Allier pouvoir d’achat et conscience environnementale.
Emmaüs, Vinted, Vestiaire collective, Promod, Jacadi, ou Bash, dans le prêt à porter comme dans le luxe, la seconde main connait une floraison extraordinaire et pèse désormais plus de sept milliards d’euros en France.
Pour les jeunes générations, soucieuses d’éthique, de durabilité et de transparence, la seconde main ne représente pas tant une opportunité économique qu’une véritable démarche écoresponsable, un statement et un nouveau mode de consommation. La crise aidant, 1 Français sur 3 se dit prêt à renoncer à l’achat de vêtements neufs. La part grimpe 66 % pour les produits technologiques. Quant à la décoration et l’ameublement, Emmaüs, les vide-greniers et autres brocantes n’ont pas attendu la crise pour satisfaire les dénicheurs de pièces vintage ou d’objets de récup’, même si cette activité se digitalise également, notamment avec Selency ou Debongout.
Fort d’une transformation numérique couronnée de succès, La Redoute grimpe dans le train de l’économie circulaire avec La Reboucle, sa nouvelle plateforme de revente entre particuliers lancée le 14 février dernier avec Fred & Farid Paris. L’occasion de nous entretenir avec Amélie Poisson, directrice marketing, marque et relations client à La Redoute, dans ce nouveau Parole d’annonceur.
La Redoute a brillamment réussi sa transformation numérique et réinventé son modèle, quel est le principal défi de la marque La Redoute aujourd’hui et son ambition dans les années à venir ?

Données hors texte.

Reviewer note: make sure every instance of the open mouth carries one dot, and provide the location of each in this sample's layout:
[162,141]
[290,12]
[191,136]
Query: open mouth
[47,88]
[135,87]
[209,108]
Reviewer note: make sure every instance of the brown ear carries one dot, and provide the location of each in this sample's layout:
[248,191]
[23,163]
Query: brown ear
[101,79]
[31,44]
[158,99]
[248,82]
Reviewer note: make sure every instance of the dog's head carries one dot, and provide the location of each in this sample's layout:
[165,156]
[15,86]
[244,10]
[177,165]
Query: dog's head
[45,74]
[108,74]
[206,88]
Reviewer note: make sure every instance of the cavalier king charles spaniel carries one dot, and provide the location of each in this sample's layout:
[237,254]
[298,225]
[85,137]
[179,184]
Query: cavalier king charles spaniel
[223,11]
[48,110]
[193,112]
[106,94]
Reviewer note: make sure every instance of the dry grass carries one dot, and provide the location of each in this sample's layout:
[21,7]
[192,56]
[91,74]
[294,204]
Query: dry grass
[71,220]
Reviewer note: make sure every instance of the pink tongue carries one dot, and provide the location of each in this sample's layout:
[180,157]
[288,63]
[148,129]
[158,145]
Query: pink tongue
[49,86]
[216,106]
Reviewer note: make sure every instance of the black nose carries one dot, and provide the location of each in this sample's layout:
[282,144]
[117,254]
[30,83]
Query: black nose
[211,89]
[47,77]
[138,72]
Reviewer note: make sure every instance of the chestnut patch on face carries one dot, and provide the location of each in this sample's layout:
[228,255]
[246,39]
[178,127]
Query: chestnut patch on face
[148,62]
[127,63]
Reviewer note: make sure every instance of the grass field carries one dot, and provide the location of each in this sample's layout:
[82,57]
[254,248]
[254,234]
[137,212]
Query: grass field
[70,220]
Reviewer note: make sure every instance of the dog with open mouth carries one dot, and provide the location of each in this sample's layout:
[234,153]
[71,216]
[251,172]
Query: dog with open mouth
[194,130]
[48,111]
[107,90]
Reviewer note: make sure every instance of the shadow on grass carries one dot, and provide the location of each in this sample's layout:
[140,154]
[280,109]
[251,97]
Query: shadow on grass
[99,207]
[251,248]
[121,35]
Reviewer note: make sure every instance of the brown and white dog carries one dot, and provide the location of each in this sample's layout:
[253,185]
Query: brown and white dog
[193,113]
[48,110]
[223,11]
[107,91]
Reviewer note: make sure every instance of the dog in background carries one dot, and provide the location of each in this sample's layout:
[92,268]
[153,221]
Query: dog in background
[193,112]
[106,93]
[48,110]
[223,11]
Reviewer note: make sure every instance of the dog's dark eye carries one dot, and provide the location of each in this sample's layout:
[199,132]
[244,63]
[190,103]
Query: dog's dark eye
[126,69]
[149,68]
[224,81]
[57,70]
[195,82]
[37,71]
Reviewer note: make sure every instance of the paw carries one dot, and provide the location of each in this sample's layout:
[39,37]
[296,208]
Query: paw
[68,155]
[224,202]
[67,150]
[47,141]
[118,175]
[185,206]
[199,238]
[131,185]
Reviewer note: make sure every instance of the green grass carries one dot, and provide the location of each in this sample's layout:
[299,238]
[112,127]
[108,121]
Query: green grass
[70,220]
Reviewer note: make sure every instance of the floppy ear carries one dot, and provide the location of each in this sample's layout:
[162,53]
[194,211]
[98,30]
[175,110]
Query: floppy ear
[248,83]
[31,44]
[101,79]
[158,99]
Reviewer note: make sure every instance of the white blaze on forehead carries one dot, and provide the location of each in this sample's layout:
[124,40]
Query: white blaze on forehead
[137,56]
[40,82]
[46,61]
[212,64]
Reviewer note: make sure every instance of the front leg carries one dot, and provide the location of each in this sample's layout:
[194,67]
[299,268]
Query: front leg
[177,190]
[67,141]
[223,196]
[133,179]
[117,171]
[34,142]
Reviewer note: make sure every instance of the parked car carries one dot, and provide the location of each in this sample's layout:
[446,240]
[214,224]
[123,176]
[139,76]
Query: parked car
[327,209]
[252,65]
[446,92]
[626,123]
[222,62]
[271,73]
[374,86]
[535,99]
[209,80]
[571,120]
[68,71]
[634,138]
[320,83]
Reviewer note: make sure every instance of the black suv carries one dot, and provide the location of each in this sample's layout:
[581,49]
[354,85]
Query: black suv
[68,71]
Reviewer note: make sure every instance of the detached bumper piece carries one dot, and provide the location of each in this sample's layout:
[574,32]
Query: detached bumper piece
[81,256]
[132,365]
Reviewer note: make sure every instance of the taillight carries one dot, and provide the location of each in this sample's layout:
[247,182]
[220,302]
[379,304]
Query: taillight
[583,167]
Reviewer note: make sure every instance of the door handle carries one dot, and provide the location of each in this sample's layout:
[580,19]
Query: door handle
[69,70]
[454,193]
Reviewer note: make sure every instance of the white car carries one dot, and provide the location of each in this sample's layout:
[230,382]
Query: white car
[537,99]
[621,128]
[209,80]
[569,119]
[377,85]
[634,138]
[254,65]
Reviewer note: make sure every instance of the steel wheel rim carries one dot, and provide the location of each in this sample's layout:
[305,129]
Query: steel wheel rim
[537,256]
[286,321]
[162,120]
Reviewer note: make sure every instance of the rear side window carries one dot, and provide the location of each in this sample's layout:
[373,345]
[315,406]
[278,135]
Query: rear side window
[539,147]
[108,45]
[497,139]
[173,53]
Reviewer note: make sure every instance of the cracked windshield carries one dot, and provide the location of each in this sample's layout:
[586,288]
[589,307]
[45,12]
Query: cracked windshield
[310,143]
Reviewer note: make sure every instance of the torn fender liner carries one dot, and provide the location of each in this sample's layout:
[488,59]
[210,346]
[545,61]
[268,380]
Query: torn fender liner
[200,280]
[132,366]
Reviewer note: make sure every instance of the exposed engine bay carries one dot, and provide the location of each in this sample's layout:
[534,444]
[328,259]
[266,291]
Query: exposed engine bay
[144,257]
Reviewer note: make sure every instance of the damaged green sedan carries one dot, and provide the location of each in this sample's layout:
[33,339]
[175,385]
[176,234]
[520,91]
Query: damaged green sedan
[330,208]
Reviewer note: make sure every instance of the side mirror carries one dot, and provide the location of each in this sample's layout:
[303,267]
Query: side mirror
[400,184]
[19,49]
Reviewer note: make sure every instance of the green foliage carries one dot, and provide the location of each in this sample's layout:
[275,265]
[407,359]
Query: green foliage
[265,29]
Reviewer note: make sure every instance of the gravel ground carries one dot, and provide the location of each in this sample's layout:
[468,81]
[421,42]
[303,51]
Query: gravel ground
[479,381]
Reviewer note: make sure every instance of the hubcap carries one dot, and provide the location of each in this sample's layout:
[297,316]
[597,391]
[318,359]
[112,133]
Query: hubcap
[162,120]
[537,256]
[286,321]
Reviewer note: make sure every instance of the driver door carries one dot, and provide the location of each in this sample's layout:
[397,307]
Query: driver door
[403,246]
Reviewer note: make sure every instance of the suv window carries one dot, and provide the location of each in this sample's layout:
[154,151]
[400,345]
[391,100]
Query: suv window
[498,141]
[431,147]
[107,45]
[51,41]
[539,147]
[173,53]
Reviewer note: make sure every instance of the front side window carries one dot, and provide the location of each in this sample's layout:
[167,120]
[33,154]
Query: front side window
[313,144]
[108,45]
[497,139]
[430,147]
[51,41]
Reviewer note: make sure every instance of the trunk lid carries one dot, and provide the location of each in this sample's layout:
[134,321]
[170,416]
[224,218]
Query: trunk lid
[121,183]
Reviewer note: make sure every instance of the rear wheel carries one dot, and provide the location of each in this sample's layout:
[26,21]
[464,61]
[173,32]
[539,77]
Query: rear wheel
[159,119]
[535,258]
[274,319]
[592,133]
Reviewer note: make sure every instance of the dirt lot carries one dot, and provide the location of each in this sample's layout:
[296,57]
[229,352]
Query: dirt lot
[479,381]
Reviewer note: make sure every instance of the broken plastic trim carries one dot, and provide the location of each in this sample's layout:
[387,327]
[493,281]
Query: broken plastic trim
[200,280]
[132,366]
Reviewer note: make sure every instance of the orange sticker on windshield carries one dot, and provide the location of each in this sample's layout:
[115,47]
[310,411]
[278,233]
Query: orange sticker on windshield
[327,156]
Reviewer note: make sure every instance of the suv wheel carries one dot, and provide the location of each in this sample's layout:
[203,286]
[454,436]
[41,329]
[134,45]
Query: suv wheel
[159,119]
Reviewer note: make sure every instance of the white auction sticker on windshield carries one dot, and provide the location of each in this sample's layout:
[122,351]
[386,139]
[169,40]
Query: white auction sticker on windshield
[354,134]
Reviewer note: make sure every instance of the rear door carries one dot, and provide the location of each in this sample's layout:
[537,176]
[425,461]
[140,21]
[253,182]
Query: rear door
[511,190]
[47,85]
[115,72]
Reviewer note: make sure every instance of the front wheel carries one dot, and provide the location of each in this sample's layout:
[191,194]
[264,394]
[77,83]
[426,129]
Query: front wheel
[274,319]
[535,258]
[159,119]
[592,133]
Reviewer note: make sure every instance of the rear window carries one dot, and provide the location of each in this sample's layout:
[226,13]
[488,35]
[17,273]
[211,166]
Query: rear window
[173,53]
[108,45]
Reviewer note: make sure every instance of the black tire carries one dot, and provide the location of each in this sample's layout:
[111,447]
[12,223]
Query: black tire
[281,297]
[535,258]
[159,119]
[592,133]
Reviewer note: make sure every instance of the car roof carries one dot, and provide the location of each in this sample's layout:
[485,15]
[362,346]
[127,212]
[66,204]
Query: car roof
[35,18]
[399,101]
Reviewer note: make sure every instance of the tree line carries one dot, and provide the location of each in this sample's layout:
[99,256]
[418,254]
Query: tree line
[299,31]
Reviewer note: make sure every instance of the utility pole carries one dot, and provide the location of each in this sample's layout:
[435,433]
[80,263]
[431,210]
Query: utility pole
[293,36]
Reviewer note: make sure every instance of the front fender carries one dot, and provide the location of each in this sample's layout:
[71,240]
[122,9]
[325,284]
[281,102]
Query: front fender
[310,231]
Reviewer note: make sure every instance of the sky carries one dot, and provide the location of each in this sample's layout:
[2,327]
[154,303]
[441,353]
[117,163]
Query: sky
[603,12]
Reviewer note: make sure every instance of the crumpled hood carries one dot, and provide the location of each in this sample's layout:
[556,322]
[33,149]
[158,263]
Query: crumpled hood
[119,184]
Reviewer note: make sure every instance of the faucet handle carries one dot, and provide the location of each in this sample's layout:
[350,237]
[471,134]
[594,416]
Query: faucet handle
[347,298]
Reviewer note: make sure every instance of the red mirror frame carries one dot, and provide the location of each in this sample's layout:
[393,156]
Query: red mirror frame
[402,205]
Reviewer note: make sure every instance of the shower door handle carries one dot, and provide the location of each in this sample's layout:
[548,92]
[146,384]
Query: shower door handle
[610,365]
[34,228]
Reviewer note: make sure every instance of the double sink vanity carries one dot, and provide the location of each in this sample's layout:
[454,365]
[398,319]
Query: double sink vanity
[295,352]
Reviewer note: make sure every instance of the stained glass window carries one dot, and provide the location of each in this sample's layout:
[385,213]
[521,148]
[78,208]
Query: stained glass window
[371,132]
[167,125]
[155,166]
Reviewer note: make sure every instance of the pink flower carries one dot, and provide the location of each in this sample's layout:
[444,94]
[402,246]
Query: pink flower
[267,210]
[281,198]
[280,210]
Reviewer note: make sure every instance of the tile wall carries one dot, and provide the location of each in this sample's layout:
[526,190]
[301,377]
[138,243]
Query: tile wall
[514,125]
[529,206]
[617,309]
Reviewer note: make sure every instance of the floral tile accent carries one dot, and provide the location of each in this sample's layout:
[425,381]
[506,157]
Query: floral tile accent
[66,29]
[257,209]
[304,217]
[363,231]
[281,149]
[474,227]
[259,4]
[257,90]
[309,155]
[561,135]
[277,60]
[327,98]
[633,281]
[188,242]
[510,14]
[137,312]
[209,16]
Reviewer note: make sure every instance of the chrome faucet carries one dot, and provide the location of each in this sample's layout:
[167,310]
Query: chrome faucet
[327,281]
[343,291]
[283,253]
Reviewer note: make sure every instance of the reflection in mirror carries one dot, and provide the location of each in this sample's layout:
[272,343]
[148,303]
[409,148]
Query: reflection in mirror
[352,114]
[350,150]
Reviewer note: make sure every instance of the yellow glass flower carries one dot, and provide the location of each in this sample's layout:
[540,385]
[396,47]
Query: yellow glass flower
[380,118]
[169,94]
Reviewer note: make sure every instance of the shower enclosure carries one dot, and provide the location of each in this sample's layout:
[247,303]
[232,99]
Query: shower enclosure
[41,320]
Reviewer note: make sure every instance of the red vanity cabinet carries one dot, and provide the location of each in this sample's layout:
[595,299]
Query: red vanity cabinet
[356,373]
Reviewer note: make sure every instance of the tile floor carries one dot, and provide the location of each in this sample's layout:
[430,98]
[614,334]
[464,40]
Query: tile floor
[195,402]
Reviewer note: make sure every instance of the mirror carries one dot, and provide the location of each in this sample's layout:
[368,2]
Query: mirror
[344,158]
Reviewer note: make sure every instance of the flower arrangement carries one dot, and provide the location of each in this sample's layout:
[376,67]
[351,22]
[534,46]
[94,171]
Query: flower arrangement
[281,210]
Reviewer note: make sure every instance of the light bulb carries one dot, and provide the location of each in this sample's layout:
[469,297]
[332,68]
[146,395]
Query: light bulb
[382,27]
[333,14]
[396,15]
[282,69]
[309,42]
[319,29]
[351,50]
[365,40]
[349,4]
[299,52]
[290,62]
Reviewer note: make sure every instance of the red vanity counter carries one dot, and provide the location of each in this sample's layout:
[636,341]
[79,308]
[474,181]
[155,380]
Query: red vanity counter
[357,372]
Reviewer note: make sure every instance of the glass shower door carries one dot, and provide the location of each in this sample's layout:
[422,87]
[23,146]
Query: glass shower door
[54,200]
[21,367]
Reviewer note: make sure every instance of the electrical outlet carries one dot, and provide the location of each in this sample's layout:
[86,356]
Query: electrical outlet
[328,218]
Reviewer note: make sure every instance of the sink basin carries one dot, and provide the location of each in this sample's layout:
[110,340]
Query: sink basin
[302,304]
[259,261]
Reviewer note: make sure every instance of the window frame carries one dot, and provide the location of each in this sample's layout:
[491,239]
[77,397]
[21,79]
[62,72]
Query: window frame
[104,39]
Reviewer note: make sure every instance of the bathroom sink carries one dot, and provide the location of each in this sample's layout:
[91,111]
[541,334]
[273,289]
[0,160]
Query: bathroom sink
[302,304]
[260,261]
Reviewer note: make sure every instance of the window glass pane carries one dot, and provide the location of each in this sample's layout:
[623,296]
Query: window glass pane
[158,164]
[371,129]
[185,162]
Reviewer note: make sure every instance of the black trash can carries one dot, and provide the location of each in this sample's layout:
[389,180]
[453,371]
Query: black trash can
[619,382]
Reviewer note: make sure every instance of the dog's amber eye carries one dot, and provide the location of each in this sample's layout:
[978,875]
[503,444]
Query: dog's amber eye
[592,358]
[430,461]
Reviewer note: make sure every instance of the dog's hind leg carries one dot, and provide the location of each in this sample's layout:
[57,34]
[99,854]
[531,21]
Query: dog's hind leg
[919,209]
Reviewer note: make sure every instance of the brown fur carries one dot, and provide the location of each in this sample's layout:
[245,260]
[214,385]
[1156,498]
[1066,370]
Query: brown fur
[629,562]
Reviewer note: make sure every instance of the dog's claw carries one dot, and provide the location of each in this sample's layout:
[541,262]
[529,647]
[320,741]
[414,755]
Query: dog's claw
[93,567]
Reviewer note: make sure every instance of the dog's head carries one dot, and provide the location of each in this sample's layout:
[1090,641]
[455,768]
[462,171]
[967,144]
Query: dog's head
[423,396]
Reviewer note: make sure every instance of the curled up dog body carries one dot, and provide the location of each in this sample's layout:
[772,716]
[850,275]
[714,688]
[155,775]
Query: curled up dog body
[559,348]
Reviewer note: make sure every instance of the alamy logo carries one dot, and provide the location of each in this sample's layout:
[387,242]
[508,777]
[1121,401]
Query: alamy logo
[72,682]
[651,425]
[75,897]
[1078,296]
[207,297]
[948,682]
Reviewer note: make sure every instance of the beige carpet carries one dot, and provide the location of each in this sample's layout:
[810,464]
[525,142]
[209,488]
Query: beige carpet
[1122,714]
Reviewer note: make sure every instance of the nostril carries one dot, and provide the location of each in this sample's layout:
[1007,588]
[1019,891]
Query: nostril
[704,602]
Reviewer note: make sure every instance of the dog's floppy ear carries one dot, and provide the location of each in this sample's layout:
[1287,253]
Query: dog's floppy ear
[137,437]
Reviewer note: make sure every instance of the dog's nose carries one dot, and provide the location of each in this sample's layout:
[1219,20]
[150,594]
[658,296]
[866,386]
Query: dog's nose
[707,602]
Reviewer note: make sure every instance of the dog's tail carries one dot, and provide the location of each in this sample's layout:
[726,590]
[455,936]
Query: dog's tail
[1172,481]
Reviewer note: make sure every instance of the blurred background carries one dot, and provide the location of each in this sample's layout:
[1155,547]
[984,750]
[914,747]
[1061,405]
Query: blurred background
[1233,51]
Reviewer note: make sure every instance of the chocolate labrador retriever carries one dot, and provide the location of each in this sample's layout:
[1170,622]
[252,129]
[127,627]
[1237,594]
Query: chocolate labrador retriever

Amélie Poisson : Notre mission est très claire sur La Redoute : embellir la vie des familles. Et cet enjeu revêt plusieurs facettes :
– Le choix et la qualité des offres en tant que market place de référence. Cela signifie : 600 000 produits proposés versus des dizaines de millions sur les autres, grâce à une sélection des meilleurs vendeurs afin de répondre à cet enjeu ;
– Notre propre design de produits qui représente aujourd’hui 70 % de notre chiffre d’affaires. Embellir, c’est aussi promouvoir le design interne conçu à Roubaix sur la “Maison” et le prêt-à-porter au travers de nos trois marques, La Redoute Intérieurs, APPM et La Redoute Collection ;
– La RSE, autour du beau geste et de la planète, notamment avec l’objectif zéro plastique d’ici 2030 ou la neutralité carbone. Nous y plaçons beaucoup d’ambition et notre nouveau service La Reboucle s’inscrit dans cet objectif-là. Sur notre plateforme, l’enjeu de nos marques internes est de proposer des collections de plus en plus responsables : cette saison, nos collections en prêt-à-porter intègrent plus de 60 % de produits dits responsables. C’est-à-dire avec au moins un critère RSE : matière, production en proche import, en made in France ou à la demande, etc.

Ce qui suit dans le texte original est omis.